Ever ridden the Millennium Force at the amusement park Cedar Point? The exciting drops, thrills, highs and lows on this rollercoaster are world famous and breathtaking. Want to feel all of that without the two-hour drive? Come to a Michigan women’s soccer game.
Fans may have felt like they just stepped off a unpredictable ride after last weekend, when the Wolverines survived a nail biter Friday to notch an overtime win against Michigan State (4-6-0 Big Ten, 10-7-0 overall), and then let a one-goal lead slip through their fingers in a non-conference loss to Kansas (5-3-1 Big 12, 14-4-1 overall) yesterday afternoon. Fierce, sometimes inconsistent play allowed for many scoring chances and close calls that kept all spectators on their toes.
Against the Jayhawks, the Wolverines (4-2-4 Big Ten, 6-6-6 overall) came out strong, scoring early in the first half. Forward Katie Kramer fired a shot inside the 18-yard box that ricocheted off Kansas’s goalkeeper, and freshman midfielder Katelin Spencer was there to put it away.
Michigan kept the pressure on most of the first half, allowing few shots – just five to the Wolverines’ 11.
“I thought our first half was great,” Michigan coach Debbie Rademacher said. “I thought we were strong, and we took it to them.”
Kansas coach Mark Francis agreed.
“For the first 20 or 30 minutes it was all them, we weren’t even in the game,” Francis said. “(Michigan is) a good team, and we knew we were going to get (the loss) handed to us if we didn’t step it up.”
Kansas did step it up in the second half, and that increased intensity, combined with Michigan’s lapse in play, resulted in Kansas’s Caroline Smith scoring twice within a three-minute period.
“(Smith) is by far their key player, and she has by far the most goals on their team,” Rademacher said. “Our game plan was that if you can shut down (Smith), you can shut down Kansas. And we didn’t do that.”
Despite a last-minute scrum in front of the goal, Michigan couldn’t come up with the equalizer. The loss was a disappointing one for the seniors, who saw their last career action at the Michigan Soccer Field on Sunday.
“I think it’s all that more frustrating because it wasn’t that we played terribly, it was that just two times in the game (we made a mistake) and they made the most of it,” Rademacher said.
Yesterday’s loss was especially bittersweet after the Wolverines had pulled off an exciting and important win on Friday.
The match against Michigan State was Michigan’s last Big Ten contest – a pivotal one since the Wolverines needed to solidify their standing in the Big Ten and are on the cusp of qualifying for the NCAA Tournament. After Michigan midfielder Erica Kleinholz scored early in the first half, the game seemed to be wrapped up for the Wolverines.

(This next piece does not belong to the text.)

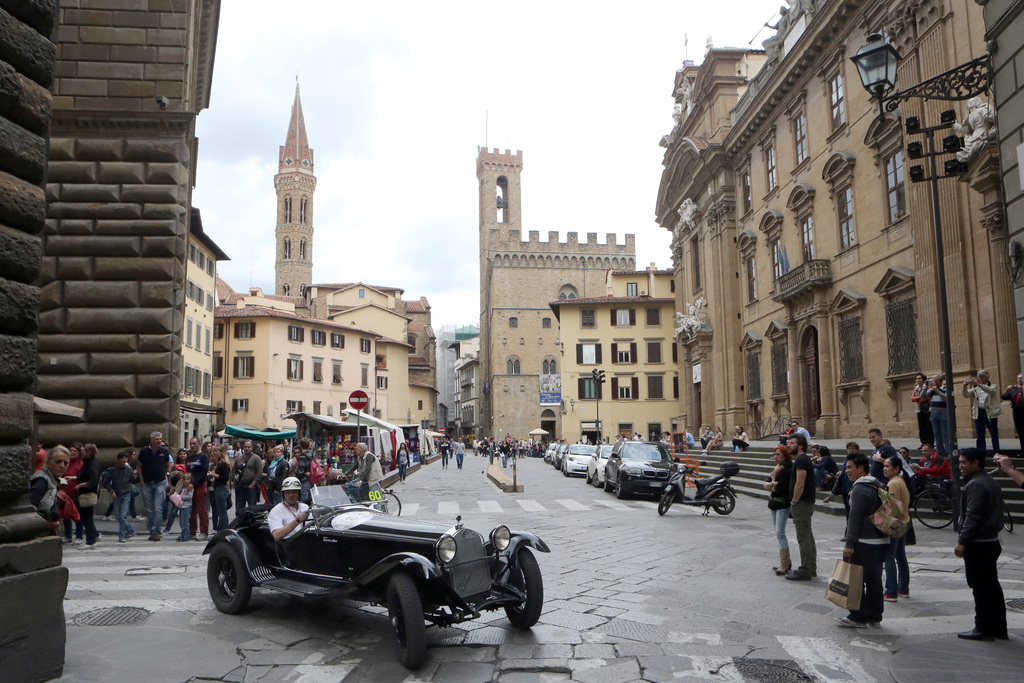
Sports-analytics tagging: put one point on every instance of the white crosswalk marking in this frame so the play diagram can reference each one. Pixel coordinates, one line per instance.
(821, 656)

But with less than five minutes left in the game, Michigan State’s Tiffany Laskowski knocked one into the lower right corner of the net, beating senior goalkeeper Suzie Grech. Back and forth play continued until Michigan was awarded a free kick right outside the 18-yard box with less than a minute left in regulation. But time ran out before the Wolverines could get a shot off.
The crowd of 1,417 was ready for more intense play, but it didn’t get to see much, as just 3:20 into the first overtime senior Stephanie Chavez ended the match with a rocket past Michigan State’s goalkeeper to win the game. It was Michigan’s first overtime win this season after playing six other contests to double-overtime ties.
“When they scored the tying goal with five minutes left you have that feeling, ‘Is this going to be another tie?’ ” Rademacher said. “But I just give credit to the team. They just came out and really wanted it bad. They’re sick of coming out with ties.”
Instead of the frustration and ambiguity of ties, this weekend the Wolverines got an incredible win and a disappointing loss. Michigan has one final chance to finish the season on a high note when it faces No. 2 Notre Dame on Wednesday. Will the Wolverines’ roller coaster leave its riders nauseous or exhilarated? Rademacher hopes it will be the latter.
“We feel like we’re just getting started,” Rademacher said. “We still want to make the NCAA Tournament. I don’t have to say too much; the girls know what’s at stake.”